Spotkanie w Przemyślu od początku było bardzo zacięte. Żadnej z drużyn nie udało się wypracować większej przewagi bramkowej. Na przerwę gospodarze schodzili, prowadząc 13:12, co oznaczało, że sprawa końcowego wyniku jest otwarta. Po zmianie stron Padwa osiągnęła przewagę. Zamojski zespół przede wszystkim dobrze i skutecznie grał w defensywie, a między słupkami świetnie spisywał się Mateusz Gawryś. Po kwadransie drugiej połowy żółto-czerwoni prowadzili 20:16 i dzięki uważnej grze nie pozwalali miejscowym na zniwelowanie różnicy bramkowej.

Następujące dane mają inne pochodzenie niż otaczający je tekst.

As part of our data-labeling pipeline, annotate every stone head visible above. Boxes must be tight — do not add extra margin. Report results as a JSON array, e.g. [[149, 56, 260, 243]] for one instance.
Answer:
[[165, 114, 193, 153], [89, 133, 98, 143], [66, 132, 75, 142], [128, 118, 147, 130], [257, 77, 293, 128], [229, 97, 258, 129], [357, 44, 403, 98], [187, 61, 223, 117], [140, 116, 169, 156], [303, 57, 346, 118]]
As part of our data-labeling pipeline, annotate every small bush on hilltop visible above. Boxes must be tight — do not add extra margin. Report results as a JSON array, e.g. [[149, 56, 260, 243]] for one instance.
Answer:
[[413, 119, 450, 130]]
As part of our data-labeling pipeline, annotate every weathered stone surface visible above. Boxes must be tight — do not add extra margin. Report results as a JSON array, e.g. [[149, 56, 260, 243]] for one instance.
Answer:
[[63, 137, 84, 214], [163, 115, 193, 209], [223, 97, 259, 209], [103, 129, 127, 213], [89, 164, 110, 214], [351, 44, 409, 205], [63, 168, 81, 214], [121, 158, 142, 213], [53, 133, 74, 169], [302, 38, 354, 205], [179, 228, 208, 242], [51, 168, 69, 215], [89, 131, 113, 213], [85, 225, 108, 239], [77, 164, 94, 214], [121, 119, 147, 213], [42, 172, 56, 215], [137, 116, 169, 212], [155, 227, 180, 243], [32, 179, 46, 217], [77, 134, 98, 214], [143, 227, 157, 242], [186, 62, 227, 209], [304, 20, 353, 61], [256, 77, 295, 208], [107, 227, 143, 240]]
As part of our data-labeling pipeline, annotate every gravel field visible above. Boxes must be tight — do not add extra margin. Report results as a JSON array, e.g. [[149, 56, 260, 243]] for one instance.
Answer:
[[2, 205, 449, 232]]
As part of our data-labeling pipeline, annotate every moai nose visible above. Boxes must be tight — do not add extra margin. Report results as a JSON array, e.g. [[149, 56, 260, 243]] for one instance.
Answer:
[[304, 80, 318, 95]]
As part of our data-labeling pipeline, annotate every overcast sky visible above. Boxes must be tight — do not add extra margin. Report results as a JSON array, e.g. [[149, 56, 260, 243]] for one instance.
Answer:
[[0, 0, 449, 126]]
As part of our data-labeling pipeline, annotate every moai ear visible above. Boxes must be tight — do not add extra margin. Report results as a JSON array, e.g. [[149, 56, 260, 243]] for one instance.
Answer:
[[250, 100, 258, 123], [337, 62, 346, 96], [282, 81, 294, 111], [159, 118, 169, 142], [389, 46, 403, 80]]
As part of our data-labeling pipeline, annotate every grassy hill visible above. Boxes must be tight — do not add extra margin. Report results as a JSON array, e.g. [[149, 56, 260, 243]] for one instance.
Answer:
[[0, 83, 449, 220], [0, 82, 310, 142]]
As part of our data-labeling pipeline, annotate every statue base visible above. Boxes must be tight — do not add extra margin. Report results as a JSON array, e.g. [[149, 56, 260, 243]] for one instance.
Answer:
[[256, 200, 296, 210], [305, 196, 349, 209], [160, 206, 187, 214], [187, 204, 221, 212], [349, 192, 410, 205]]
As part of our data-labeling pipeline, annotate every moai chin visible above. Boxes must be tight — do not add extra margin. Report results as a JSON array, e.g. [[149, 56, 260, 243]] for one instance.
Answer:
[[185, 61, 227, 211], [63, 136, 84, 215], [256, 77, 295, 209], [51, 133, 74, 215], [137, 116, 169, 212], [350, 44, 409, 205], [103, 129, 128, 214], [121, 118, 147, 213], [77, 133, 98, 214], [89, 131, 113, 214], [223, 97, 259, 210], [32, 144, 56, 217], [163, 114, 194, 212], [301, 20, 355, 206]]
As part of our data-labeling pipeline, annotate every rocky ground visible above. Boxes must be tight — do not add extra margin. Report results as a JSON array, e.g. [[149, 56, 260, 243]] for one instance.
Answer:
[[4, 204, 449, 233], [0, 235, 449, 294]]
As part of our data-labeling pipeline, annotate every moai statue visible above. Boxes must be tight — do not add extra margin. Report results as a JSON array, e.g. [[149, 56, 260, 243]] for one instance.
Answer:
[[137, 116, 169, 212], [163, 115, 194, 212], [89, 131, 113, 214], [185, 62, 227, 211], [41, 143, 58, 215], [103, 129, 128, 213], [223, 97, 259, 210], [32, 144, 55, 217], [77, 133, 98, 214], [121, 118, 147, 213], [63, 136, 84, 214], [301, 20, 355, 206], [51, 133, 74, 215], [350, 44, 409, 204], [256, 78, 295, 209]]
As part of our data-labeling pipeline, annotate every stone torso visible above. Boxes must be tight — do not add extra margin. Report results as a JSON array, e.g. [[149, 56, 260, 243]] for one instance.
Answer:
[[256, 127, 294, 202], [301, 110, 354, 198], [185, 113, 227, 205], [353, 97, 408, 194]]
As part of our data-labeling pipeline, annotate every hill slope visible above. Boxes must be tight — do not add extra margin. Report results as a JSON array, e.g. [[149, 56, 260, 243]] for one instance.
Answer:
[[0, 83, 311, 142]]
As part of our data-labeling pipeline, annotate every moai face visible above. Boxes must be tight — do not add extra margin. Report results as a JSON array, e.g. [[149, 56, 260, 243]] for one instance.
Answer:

Skutecznością w ataku popisywali się natomiast Tomasz Fugiel i Kacper Mchawrab, którzy w drugiej części gry byli autorami ośmiu spośród dwunastu trafień Padwy. Ostatecznie zamościanie wygrali 25:23 (12:13). Wiele wskazuje na to, że kryzys mają już za sobą. – Konsekwentnie graliśmy w defensywie i mimo wykluczenia Karola Małeckiego za czerwoną kartkę potrafiliśmy utrzymać jakość. Szacunek dla naszych kibiców, którzy przyjechali do Przemyśla i mocno wspierali nas z trybun – podkreśla Tomasz Fugiel, wybrany MVP sobotniego meczu.

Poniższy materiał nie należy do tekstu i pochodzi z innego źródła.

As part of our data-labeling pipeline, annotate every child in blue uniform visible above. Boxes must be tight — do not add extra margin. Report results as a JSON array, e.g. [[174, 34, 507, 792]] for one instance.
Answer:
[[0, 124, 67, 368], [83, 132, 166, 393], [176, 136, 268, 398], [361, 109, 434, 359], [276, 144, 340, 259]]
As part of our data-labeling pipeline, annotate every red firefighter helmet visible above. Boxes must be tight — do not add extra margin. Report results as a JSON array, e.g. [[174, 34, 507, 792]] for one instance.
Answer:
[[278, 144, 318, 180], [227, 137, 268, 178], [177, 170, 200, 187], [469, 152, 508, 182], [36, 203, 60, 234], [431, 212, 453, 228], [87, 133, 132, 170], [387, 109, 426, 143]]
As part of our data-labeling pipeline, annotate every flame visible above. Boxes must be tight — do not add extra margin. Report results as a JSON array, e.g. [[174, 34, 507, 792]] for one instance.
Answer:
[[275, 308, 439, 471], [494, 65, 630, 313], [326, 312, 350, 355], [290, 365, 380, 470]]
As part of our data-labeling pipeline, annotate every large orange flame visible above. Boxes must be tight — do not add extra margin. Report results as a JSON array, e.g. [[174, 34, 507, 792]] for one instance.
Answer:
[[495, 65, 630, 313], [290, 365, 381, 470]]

W najbliższą sobotę (26 listopada) o godz. 18 Padwa po raz pierwszy w tym sezonie zagra przed własną publicznością, a rywalem żółto-czerwonych będzie Budnex Stal Gorzów. – Ze względów organizacyjnych będziemy mieli do dyspozycji tylko część trybun. Nie ukrywam, że nieco utrudnień dla kibiców będzie. Najważniejsze jest to, że wreszcie zagramy u siebie. W najbliższych dniach podamy informacje na temat dystrybucji biletów – mówi prezes KPR Padwa Sławomir Tór.
Orlen Upstream SRS Przemyśl – Padwa Zamość 23:25 (13:12)
Padwa: Gawryś, Kozłowski – T. Fugiel 5, Mchawrab 4, Orlich 3, Szymański 3, Sz. Fugiel 2, Pomiankiewicz 2, K. Adamczuk 1, Bączek 1, Małecki 1, Obydź 1, Olichwiruk 1, Puszkarski 1, Bajwoluk, Kłoda.
Kary: 12 minut (Przemyśl), 12 minut (Padwa). Czerwona kartka: Karol Małecki (11:48). Sędziowali: Andrzej Kierczak (Pielgrzymowice), Tomasz Wrona (Kraków).